Sollte die holländische Finanzbehörde, die andererseits Blumenmessen im Lande als Freihandelszone akzeptiert, kein Einsehen haben, könnte die Messe 2012, in ihrem 25. Jahr, nach Brüssel abwandern. Das wäre manchen Ausstellern, die seit Jahren mit der Hotelsituation und der Gastronomie der Region hadern, gar nicht so unlieb. Einer, der nicht genannt werden will, findet, dass die Maastrichter Messe ohnehin ihren Zenit überschritten habe und dass sich jetzt die Gelegenheit biete, sie schlank zu machen und ihr ein frischeres Gesicht zu geben.

Verhandeln und reservieren statt kaufen

So ganz unrecht hat er nicht. Tatsächlich bietet die Messe in diesem Jahr ein deutlich schwächeres Gesamtbild als ihre Vorläuferinnen. Es gibt viele, vielleicht zu viele Exponate, die man von früheren Jahren kennt. Das betrifft nicht nur den Altmeistersektor, sondern auch das Kunstgewerbe und den international stagnierenden Möbelbereich. Eine Galerie, die diese Reprisenwirtschaft seit Jahren kultiviert und auch jetzt wieder altbekannte Bilder von Menzel bis Beckmann anbietet, ist French und Co. aus New York.

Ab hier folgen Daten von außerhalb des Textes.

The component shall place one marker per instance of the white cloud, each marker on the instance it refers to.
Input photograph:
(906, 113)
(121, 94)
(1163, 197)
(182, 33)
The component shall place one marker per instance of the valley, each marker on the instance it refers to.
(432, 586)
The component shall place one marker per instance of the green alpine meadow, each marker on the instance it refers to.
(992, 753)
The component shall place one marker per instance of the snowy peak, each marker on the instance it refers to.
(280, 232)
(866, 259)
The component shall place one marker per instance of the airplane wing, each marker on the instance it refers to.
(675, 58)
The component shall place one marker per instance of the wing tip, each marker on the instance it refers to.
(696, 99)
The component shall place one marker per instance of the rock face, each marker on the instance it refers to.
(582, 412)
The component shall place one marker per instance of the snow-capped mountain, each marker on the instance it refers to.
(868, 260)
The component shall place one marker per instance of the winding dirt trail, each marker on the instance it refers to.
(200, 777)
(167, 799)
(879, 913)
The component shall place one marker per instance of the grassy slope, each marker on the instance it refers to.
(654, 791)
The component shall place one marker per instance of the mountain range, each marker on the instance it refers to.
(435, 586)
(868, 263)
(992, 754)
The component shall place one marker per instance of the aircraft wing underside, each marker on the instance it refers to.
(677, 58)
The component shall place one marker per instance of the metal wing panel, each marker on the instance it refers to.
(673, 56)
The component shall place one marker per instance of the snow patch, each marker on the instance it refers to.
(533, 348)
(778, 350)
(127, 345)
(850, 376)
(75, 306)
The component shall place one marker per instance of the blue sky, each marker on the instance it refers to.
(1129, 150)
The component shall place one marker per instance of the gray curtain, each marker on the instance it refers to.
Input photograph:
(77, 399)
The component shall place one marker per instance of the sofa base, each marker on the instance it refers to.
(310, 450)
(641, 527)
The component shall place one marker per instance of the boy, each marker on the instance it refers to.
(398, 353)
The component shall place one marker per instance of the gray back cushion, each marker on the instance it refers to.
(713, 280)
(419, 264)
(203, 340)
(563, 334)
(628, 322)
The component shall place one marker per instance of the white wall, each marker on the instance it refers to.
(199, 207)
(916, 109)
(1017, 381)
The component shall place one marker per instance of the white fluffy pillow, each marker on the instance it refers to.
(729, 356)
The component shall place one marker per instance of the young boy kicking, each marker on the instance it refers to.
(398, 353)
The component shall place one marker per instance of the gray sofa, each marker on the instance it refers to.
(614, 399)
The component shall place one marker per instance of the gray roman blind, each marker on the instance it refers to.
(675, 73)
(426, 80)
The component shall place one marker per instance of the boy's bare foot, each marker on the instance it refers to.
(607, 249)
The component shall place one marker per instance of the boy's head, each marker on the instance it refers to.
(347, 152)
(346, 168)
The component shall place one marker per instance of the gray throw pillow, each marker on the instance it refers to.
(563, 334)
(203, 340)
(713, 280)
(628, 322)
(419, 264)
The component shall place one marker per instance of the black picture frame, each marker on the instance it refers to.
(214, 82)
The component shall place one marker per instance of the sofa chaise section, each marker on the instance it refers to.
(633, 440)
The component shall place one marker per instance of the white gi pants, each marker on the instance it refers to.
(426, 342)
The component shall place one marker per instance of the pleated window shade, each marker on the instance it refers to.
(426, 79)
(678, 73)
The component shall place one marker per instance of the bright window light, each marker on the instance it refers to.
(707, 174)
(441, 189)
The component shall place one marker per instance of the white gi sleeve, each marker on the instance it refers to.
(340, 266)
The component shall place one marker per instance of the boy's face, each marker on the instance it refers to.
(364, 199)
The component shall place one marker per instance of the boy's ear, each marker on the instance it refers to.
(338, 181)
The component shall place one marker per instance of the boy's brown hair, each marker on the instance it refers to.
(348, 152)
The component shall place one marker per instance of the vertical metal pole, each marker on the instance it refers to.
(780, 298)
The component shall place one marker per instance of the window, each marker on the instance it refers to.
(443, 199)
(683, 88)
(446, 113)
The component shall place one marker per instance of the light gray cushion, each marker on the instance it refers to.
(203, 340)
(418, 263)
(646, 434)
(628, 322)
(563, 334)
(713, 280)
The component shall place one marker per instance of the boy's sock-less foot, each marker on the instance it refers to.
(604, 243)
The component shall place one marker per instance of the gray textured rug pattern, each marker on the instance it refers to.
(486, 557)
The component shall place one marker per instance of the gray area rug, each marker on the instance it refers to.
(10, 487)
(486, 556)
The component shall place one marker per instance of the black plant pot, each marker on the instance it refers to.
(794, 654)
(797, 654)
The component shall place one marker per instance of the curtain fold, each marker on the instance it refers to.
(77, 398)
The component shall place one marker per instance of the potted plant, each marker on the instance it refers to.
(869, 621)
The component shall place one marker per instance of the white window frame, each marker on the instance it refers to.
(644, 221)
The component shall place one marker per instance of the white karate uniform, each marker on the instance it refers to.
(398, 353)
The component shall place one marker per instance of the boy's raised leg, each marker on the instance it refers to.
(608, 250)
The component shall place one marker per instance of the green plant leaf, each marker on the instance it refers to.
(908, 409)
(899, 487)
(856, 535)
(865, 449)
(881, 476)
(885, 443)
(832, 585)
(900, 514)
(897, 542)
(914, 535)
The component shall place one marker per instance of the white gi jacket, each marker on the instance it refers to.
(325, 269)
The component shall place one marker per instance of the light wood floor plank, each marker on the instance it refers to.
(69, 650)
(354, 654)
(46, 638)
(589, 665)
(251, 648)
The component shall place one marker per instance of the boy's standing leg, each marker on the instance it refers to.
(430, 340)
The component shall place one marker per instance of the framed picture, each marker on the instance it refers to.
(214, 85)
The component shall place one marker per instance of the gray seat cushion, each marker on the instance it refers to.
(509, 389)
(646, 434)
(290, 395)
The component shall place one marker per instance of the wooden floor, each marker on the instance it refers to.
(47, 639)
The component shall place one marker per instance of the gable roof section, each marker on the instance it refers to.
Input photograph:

Dass sich die Aussteller angesichts der Mehrwertsteuer-Drohung mit Verkaufsmeldungen zurückhalten, ist verständlich. Immerhin sprechen einige Bilderhändler von diversen „Verhandlungen“ oder geben zu, dass beherzte Käufer schon unmittelbar vor der Messe zugegriffen haben. So etwa bei dem Graphikspezialisten Rumbler, der unter anderem sechs Rembrandts der Preiskategorie 50.000 bis 80.000 Euro absetzen konnte. Rumbler gehört mit dem New Yorker David Tunick zu den Spezialhändlern, die nicht im ersten Stock der Messe figurieren, wo die Kunst auf Papier sich nach dem für andere Messen gültigen Prinzip Masse vor Klasse ausbreitet. Hier hängen zwar (bei Maass und Utermann) einige expressionistische Meisterblätter. Aber die besseren Handzeichnungen, Graphiken und historischen Fotografien hängen unten, was diesen Appendix letztlich obsolet macht.

Abgesehen davon gibt es auch jetzt wieder eine Vielzahl von Objekten, die sich vom Mainstream absetzen. Auch bei denen gibt es schlagende Kontraste. Während etwa das Rembrandt-Porträt bei Naumann vor allem durch seinen Preis von 47 Millionen Dollar besticht, ist der frühe Renoir mit der Blumenpflückerin mit seinen 15 Millionen Dollar ein wirklich marktfrisches Museumsstück. Dagegen wirken die meist kleinformatigen Bilder in der Renoir-Koje der New Yorker Hammer Galleries wie Fließbandprodukte. Viele Händler pflegen nach wie vor das Prinzip, für Auktionsbilder einen hundertprozentigen Aufschlag zu fordern.